El trabajador posee total libertad para decidir si desea mantener su relación laboral o renunciar en el momento que considere oportuno, tomando en cuenta sus necesidades personales y profesionales.

En primer lugar, para poner fin a la relación laboral, el trabajador deberá comunicar su renuncia de forma escrita o verbal, con un preaviso de al menos 15 días de antelación, al departamento de Recursos Humanos de la empresa, o a administración en su defecto.

Por consiguiente, al presentar la renuncia voluntaria, es esencial cumplir con ciertos requisitos:

  1. Fecha de comunicación de la renuncia.
  2. Datos identificativos de la empresa.
  3. Datos identificativos del empleado.
  4. Motivo de la renuncia.
  5. Fecha de finalización de la relación laboral.

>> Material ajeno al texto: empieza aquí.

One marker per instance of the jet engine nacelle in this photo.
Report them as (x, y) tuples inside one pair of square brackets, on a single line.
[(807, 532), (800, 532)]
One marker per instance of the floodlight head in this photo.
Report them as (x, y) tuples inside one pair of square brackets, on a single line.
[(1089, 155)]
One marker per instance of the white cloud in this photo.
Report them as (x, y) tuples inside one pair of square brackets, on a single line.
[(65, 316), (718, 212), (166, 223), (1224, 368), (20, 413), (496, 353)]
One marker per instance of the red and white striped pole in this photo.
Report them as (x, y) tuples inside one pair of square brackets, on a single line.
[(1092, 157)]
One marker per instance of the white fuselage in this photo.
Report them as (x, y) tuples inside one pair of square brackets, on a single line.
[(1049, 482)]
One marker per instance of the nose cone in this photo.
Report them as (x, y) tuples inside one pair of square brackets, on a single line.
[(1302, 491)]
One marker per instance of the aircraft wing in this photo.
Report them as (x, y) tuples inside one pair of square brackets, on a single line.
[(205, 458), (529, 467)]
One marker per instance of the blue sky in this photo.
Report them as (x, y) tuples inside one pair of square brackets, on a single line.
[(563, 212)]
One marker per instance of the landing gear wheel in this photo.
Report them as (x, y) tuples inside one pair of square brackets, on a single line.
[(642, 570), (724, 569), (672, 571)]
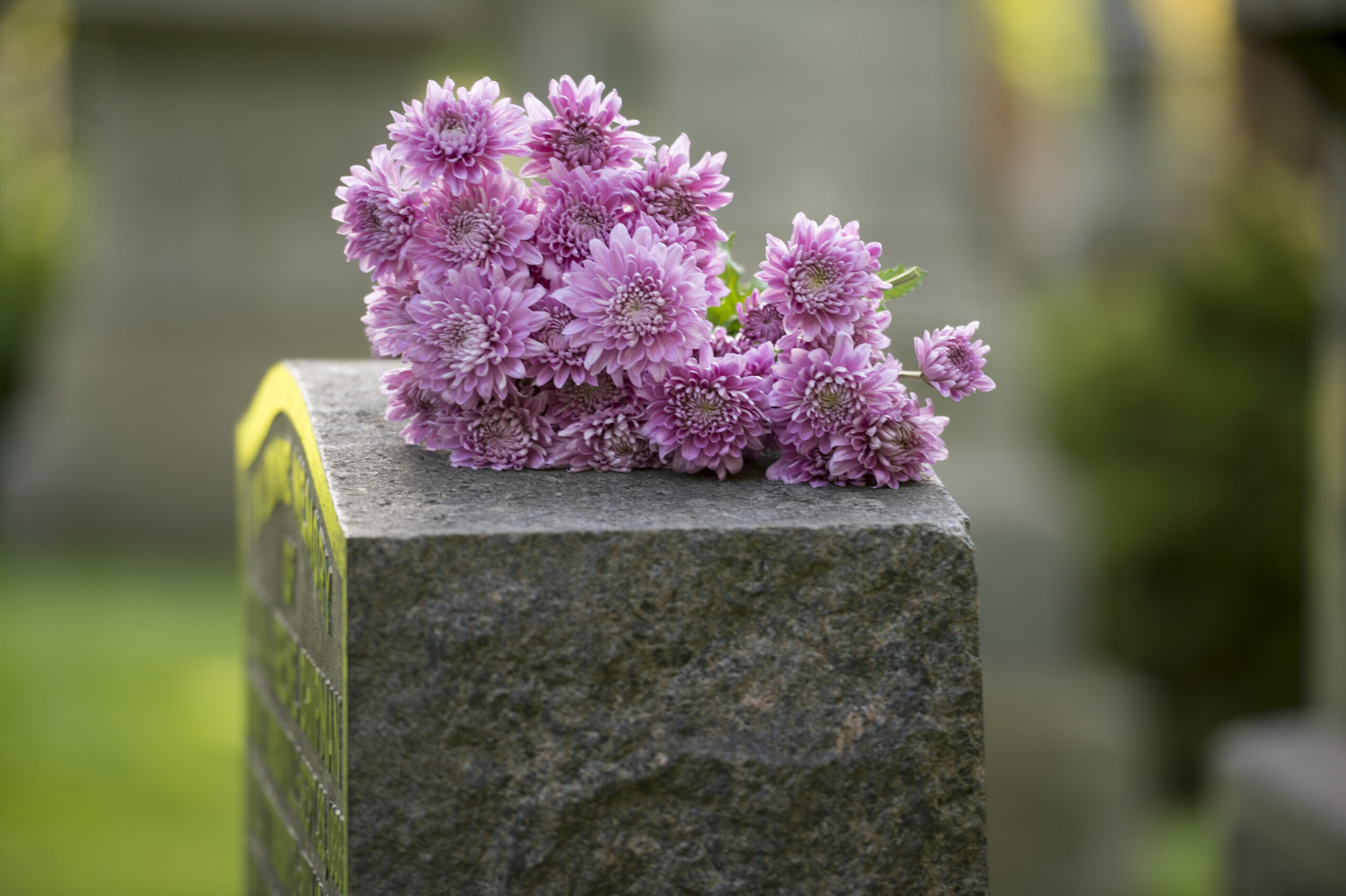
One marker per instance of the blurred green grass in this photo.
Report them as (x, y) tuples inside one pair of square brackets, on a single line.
[(120, 743)]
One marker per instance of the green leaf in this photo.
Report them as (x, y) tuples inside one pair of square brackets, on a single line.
[(736, 278), (901, 280)]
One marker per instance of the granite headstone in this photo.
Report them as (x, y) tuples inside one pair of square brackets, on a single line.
[(548, 683)]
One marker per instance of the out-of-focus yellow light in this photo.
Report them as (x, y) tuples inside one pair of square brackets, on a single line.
[(1049, 50), (1189, 37)]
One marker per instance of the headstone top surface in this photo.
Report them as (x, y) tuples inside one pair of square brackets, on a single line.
[(383, 487)]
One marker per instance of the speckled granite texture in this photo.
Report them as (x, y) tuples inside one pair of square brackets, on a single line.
[(648, 684)]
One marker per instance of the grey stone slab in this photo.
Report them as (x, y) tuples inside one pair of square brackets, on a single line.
[(605, 684)]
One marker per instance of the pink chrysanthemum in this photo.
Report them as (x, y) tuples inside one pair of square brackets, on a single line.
[(672, 191), (706, 413), (825, 279), (473, 333), (419, 406), (513, 432), (599, 392), (870, 330), (952, 362), (576, 208), (585, 133), (760, 321), (801, 464), (711, 260), (488, 224), (387, 322), (379, 213), (458, 139), (559, 361), (818, 394), (638, 304), (609, 439), (758, 361), (890, 447)]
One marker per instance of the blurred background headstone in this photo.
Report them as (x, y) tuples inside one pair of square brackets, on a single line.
[(1282, 781)]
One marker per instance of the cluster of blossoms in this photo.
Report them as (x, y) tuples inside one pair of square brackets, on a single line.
[(585, 312)]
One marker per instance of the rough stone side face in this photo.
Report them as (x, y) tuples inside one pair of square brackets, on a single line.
[(749, 711)]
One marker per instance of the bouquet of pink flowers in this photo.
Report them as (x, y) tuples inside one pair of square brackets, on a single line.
[(586, 314)]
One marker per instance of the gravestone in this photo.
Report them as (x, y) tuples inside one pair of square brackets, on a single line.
[(547, 683)]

En segundo lugar, la empresa procederá a dar de baja al trabajador en la Seguridad Social, señalando como causa de extinción el código 21, que indica la baja voluntaria del trabajador.

En tercer lugar, el empleado tiene derecho a recibir el finiquito, que incluye los días trabajados y pendientes de pago, la parte proporcional de las vacaciones, las pagas prorrateadas correspondientes y cualquier otro ingreso adicional en su parte proporcional, como por ejemplo, las dietas.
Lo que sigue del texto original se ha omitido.